Thread: proximity algorithm question

  1. #1
    Registered User
    Join Date
    Jan 2005
    Posts
    108

    proximity algorithm question

    Since there's no forum dedicated for algorithm questions.. thought I could ask here

    Suppose I have a collection of coordinates (x,y or x,y,z), and I want to have an operation which looks up the closest n neighbors to a particular coordinate..

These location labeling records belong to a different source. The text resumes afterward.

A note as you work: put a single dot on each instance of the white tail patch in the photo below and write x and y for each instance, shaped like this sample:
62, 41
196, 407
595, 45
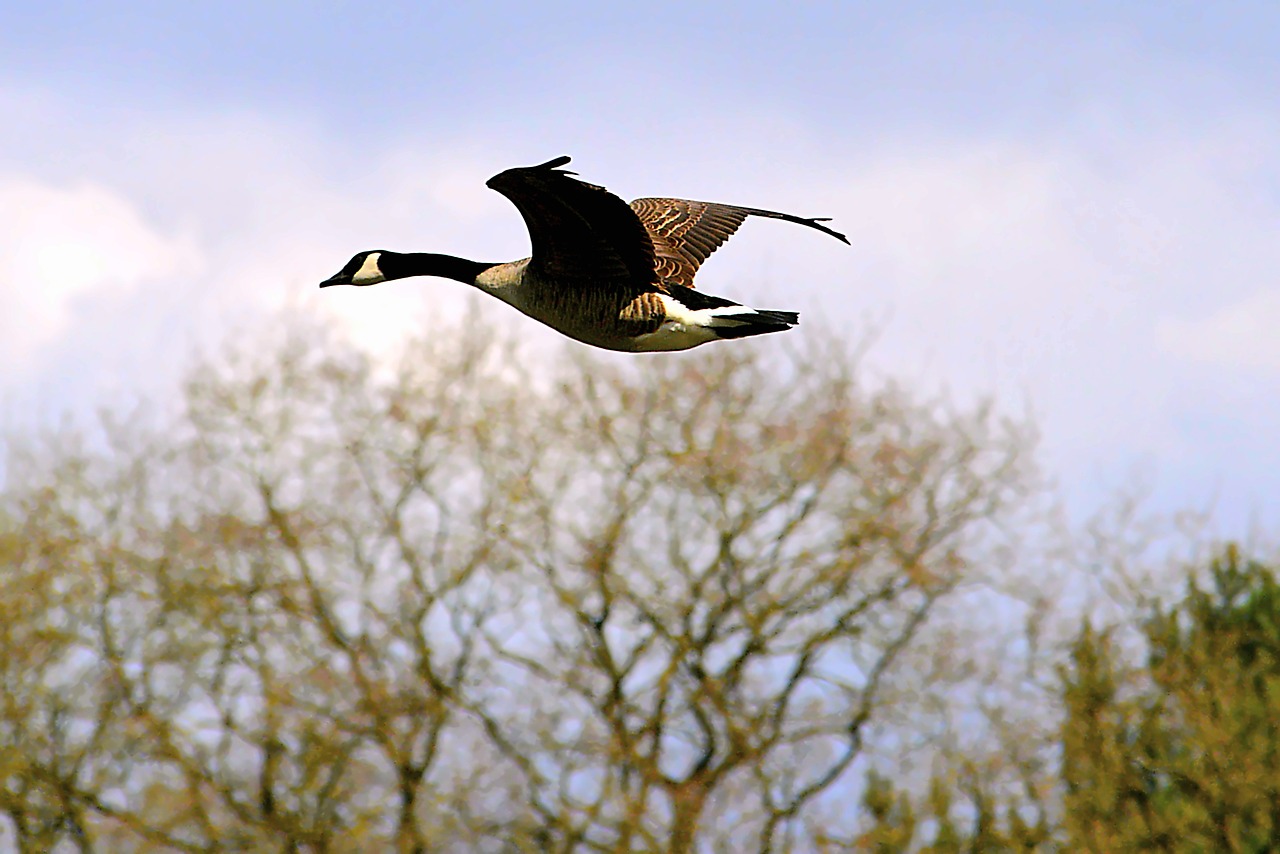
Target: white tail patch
703, 318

    My friends told me to do this using quadtrees, and some told me to have some sort of sparse maps or something that I don't understand

    What's the best way? There may be a million entries inside this collection..

  2. #2
    Registered User
    Join Date
    Oct 2007
    Posts
    166
    It depends a bit on how your setup is...if you need to get the distance over and over you could build a voxel grid and assign each point to a specific voxel in space(2d or 3d). Then when you lookup the points close to any given point you only need to check the points in the surrounding voxels (If you don't find the wanted amount you may have to check the next set of voxels). If you are unfamiliar with voxels you can simply think of it as slicing up the space into box volumes(3d) or rectangles(2d).

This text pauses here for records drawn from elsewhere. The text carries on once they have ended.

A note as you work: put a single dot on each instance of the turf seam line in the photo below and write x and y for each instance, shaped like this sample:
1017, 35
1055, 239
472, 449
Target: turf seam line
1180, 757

    When points change position you can assign them a different voxel ID.

  3. #3
    Registered User VirtualAce's Avatar
    Join Date
    Aug 2001
    Posts
    9,607
    Um....(x*x)+(y*y)+(z*z)???

  4. #4
    Registered User
    Join Date
    Oct 2007
    Posts
    166
    For the actual checking of points you could do something like this...create an array of the number of elements you want to find and assign a very large value to each element of the array. Then loop through the points for each point. For each point-distance look for the biggest value in the array and replace it with the current distance if the current distance is less than the array value. That way you will be left with the closest distances. You might want to also create another array and store the points(or indices or whatever) in that as you switch values in the first array.

  5. #5
    Algorithm Dissector iMalc's Avatar
    Join Date
    Dec 2005
    Location
    New Zealand
    Posts
    6,318
    Do these points have floating point or integral coordinates?
    I have code that implements a sparse 3D voxel map (as DrSnuggles mentions) in the 'useful classes' section of my website.

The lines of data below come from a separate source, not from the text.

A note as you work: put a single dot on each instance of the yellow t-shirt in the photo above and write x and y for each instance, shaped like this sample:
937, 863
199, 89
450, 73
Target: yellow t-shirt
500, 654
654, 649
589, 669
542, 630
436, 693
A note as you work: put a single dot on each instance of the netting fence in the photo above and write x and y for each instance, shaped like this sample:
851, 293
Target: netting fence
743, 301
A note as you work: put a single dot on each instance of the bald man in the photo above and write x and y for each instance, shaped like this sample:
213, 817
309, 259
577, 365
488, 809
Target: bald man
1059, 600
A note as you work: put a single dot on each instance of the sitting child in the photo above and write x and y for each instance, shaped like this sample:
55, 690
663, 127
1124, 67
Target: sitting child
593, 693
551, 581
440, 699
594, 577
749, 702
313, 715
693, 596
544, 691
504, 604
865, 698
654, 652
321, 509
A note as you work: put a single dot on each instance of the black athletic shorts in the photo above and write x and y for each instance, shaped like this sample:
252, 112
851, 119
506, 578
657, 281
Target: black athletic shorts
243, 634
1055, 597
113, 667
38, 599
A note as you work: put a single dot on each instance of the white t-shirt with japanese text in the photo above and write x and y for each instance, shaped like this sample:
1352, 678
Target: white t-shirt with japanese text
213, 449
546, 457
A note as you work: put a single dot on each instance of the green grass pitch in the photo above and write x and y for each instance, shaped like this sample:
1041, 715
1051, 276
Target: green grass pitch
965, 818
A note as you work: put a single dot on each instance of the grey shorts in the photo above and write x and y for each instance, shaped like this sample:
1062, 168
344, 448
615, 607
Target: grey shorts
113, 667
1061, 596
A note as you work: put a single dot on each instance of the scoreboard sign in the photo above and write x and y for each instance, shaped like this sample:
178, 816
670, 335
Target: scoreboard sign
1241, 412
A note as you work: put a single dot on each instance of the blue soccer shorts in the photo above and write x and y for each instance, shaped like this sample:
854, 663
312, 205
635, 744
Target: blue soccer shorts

    You need to tell us more about it however, in order to be suggested the most appropriate answer. Tell us what you told your friends
    My homepage
    Advice: Take only as directed - If symptoms persist, please see your debugger

    Linus Torvalds: "But it clearly is the only right way. The fact that everybody else does it some other way only means that they are wrong"

  6. #6
    Officially An Architect brewbuck's Avatar
    Join Date
    Mar 2007
    Location
    Portland, OR
    Posts
    7,396
    Quote Originally Posted by Bubba View Post
    Um....(x*x)+(y*y)+(z*z)???
    The question is not how to determine the distance, but rather how to QUICKLY determine a set of closest points. If you have a million points, checking each of them is obvious non-optimal.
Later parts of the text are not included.